日本人の特異性:アベンジャーズ vs. 名探偵コナン

この記事”While ‘Avengers: Endgame’ Dominates Globally, Japan Is All About A New ‘Detective Conan’ Movie“を読めば、日本の映画市場の特異性が良く分かるはずである。記事の要点は以下の一説にまとめられている。

While all of this may seem a bit silly, it’s a good reminder that the Japanese market for movies and pop-culture is particularly singular. There is still some crossover, as Avengers: Endgame has a following, but Japanese fans definitely have different tastes compared to those around the world.

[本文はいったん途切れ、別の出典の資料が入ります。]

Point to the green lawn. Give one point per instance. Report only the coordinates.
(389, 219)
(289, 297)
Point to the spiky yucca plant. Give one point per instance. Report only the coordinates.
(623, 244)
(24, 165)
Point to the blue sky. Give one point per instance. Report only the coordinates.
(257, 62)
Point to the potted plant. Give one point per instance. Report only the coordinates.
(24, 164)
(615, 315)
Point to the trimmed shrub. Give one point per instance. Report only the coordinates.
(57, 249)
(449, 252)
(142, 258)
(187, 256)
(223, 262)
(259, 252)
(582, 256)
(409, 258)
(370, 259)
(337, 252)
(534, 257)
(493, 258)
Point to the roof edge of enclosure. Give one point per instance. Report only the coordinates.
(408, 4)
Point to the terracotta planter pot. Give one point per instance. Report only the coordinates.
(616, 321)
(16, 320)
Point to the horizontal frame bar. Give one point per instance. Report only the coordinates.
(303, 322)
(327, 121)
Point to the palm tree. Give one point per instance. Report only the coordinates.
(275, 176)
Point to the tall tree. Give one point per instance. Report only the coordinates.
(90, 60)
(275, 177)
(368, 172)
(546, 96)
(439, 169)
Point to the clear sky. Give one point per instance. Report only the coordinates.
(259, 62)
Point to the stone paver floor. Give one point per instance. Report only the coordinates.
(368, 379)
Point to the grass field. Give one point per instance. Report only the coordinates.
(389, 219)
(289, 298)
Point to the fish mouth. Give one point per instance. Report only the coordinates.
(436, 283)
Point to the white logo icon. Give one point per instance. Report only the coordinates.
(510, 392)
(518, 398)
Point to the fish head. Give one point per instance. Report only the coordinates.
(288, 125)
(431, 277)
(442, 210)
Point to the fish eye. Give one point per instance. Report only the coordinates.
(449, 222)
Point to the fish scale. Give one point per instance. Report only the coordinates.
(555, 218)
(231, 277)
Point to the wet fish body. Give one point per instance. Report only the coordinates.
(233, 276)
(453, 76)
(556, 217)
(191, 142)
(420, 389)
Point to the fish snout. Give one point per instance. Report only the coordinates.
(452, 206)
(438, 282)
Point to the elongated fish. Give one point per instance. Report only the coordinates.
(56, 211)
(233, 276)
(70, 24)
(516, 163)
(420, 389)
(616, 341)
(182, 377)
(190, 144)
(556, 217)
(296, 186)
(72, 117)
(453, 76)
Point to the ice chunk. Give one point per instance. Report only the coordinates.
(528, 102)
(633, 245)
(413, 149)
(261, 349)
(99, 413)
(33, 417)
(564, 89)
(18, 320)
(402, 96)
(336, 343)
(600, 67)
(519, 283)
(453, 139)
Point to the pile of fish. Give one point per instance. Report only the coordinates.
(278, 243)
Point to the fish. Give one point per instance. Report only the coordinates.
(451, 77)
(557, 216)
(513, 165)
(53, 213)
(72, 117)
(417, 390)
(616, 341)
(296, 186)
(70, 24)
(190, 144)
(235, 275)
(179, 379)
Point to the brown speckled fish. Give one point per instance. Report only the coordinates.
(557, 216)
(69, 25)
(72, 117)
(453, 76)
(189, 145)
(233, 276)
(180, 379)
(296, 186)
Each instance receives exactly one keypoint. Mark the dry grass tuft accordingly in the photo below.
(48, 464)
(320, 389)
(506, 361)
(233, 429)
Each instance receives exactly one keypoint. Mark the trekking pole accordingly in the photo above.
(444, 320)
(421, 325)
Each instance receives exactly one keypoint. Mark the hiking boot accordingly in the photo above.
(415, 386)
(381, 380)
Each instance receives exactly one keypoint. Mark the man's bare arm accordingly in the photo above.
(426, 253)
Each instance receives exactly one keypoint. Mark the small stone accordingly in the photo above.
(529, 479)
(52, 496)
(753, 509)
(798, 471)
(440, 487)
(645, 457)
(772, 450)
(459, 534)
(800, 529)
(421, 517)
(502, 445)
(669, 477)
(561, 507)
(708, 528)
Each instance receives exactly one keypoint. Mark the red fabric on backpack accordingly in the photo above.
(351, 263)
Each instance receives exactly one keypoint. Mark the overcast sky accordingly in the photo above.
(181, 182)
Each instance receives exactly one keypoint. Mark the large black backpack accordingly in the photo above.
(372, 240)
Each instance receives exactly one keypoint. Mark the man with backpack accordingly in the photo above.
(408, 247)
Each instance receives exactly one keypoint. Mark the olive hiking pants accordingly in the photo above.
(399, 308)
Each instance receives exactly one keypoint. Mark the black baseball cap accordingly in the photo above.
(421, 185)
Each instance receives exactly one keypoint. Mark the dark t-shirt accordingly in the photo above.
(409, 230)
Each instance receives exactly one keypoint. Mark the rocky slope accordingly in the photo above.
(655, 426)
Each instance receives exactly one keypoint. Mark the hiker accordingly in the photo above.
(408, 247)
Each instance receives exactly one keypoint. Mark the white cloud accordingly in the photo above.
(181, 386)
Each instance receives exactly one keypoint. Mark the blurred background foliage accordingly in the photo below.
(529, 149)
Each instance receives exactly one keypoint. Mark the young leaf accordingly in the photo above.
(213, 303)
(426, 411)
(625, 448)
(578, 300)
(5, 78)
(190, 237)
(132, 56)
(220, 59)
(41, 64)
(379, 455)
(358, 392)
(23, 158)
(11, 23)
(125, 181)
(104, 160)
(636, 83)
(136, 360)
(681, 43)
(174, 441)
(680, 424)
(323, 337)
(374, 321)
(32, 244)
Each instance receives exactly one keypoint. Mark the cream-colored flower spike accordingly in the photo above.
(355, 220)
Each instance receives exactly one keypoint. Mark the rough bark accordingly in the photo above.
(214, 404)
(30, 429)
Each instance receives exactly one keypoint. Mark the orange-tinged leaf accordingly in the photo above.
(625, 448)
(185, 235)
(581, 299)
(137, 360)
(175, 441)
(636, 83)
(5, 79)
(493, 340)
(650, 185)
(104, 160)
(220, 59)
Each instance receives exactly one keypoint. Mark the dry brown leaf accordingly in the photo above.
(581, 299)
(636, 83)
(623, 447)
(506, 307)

映画、Detective Conan: The Fist of Blue Sapphire (名探偵コナン:紺青の拳)と、Avengers: Endgame (アベンジャーズ/エンドゲーム)の興行収入争いにおいて、コナンがアベンジャーズを下しているのはいささか馬鹿げているように思えるかもしれないが、このことは、日本の映画とポップ・カルチャー(大衆文化)市場が、ことさら特異的であるという良いリマインダーになっている。アベンジャーズ/エンドゲームにファンがいることから、それでも多少のクロスオーバーが存在してはいるが、日本の映画ファンは、世界各国のファンとは明らかに異なる嗜好を持ち合わせている。

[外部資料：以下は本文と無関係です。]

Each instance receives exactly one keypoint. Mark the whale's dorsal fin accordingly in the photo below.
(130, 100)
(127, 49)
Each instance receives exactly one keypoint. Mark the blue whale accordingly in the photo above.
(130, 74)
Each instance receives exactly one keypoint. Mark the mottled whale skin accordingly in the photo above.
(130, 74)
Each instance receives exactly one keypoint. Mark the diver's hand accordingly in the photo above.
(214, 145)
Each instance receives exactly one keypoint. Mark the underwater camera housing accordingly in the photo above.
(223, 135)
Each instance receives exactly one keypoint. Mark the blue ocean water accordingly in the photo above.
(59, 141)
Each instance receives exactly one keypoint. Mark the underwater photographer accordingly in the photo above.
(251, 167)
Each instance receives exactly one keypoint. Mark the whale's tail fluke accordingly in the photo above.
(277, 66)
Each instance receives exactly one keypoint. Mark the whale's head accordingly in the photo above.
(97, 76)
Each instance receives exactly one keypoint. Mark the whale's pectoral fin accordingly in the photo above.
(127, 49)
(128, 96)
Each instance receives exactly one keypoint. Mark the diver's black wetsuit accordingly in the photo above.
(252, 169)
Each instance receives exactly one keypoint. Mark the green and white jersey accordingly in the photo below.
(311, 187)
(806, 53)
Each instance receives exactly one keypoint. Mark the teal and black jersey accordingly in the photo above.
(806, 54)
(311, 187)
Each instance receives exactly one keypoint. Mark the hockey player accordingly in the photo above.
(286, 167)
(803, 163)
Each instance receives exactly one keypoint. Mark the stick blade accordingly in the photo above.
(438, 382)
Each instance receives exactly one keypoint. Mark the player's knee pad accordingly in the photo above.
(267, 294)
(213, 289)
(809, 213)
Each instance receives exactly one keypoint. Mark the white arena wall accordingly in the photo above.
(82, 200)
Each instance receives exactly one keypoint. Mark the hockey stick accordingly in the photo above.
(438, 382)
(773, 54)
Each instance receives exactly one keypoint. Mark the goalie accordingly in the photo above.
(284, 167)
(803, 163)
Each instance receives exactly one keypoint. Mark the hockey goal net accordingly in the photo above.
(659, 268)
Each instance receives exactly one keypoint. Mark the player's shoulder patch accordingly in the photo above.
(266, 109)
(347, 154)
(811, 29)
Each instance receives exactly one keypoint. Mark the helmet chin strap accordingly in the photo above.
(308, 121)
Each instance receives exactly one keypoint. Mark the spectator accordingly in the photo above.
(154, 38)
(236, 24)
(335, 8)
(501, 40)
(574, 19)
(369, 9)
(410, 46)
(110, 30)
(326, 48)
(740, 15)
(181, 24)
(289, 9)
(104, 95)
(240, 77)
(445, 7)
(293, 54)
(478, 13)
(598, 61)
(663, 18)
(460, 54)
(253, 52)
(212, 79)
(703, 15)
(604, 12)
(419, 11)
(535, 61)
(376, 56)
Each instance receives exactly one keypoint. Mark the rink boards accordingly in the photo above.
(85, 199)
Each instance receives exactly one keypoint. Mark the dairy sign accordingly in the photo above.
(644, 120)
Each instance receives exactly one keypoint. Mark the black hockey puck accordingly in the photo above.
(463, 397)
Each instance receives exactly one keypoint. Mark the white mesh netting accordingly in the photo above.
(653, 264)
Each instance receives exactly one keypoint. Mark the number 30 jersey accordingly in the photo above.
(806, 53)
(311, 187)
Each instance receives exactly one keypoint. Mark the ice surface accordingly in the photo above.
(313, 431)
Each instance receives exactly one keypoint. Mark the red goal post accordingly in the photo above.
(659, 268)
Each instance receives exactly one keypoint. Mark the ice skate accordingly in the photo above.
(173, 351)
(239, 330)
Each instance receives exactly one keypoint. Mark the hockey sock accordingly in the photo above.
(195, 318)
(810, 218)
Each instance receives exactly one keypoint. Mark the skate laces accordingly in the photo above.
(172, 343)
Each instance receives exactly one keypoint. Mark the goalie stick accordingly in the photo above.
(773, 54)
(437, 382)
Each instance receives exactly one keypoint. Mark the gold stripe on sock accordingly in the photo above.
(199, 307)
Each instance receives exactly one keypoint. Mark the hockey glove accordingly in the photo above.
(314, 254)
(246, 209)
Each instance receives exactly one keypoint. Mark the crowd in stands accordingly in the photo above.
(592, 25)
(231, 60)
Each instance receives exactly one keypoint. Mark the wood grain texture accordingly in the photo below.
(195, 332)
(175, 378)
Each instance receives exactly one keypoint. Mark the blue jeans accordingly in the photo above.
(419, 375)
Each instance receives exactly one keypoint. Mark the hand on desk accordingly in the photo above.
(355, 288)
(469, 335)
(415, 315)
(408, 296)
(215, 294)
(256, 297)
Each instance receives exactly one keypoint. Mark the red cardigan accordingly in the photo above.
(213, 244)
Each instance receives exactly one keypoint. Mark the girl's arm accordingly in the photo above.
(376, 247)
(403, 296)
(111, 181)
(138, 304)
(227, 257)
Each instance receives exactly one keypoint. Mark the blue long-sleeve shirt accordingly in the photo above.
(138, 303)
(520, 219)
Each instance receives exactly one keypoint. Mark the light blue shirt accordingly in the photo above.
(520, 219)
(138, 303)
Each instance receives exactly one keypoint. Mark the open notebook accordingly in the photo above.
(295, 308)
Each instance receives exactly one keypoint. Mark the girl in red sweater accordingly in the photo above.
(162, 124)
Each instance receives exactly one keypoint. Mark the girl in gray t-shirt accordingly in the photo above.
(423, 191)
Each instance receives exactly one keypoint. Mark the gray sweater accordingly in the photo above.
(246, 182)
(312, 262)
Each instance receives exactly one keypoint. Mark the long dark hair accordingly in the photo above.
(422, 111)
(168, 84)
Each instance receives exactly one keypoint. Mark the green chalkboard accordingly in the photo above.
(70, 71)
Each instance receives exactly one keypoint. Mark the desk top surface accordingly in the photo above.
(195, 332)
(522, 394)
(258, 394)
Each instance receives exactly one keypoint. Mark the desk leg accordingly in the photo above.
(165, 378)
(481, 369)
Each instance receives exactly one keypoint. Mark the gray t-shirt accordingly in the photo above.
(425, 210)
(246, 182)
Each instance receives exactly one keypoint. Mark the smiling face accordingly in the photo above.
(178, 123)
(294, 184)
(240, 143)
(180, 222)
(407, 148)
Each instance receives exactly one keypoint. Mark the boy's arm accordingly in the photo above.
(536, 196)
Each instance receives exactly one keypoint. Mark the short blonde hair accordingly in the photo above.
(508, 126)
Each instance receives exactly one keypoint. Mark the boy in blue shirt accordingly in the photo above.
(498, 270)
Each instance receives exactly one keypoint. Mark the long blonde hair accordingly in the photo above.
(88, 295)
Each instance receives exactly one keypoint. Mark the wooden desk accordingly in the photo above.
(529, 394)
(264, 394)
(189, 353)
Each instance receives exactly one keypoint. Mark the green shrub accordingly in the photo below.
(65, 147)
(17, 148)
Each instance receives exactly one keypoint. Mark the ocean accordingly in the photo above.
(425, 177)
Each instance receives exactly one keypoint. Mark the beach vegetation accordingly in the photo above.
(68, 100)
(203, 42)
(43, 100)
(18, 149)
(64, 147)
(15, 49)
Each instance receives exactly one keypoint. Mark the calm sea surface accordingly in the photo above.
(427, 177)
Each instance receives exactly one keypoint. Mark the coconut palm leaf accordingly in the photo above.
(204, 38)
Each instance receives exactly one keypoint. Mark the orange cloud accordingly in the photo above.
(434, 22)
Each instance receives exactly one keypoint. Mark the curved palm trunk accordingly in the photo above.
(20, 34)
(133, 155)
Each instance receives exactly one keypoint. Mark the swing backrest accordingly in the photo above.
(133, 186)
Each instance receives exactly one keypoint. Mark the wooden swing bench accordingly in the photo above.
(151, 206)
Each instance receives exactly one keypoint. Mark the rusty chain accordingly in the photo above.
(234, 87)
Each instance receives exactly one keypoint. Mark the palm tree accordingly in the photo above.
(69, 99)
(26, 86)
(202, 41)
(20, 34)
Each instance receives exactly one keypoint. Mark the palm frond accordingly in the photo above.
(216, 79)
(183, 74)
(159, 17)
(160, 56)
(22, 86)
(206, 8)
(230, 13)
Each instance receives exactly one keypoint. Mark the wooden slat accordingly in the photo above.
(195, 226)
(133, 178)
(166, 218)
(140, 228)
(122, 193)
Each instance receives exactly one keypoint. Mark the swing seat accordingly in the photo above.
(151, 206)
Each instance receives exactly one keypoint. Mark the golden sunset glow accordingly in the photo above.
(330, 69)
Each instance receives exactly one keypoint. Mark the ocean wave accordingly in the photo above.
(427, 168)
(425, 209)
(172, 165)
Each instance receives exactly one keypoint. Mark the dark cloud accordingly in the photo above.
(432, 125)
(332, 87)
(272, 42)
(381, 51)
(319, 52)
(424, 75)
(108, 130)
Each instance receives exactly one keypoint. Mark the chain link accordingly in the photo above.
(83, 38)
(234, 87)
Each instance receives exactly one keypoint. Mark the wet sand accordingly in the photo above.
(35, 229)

この場合のクロスオーバーというのは、ジャンルを超えたファンという意味で、つまり、コナン全盛の日本の映画市場にあっても、アベンジャーズのようにコミックを実写化した映画にもジャンルを超えたファンが存在するという意味。

アベンジャーズ/エンドゲームの世界興収は、それまでアバターが持っていた世界記録を抜いて3000億円を超えることが予想されている。一方の名探偵コナン/紺青の拳の世界興収はせいぜい120億円程度と思われる。それにもかかわらず、2019年の映画国内興行収入第一位は名探偵コナン/紺青の拳となっている。コナンファンの1人としては、コナン映画の面白さが分からない人間の方が特異的だろうと思わざるを得ないが、蓼食う虫も好き好きという諺があるように、人の嗜好なんて十人十色違って当たり前としか言いようがない。それよりも、もっと驚きなのは、ポケモン初の実写映画である、Pokemon Detective Pikachu「名探偵ピカチュウ」の世界興収が400億円近いということだろう。この映画の国内興収が24億円ということを考えると、ポケモンは世界中の人々に愛されているということになる。名探偵コナンも、もっと世界中の人々から愛されてもいいはずだと思っているのは私だけではないはずだ。さらに、映画ドラえもん のび太の月面探査記の興行収入が50億円とか、どんだけ日本人はドラえもん好きなんだよと言いたくなる。個人的には、ゴジラ映画の新作、ゴジラ キング・オブ・モンスターズがかなり気になっている。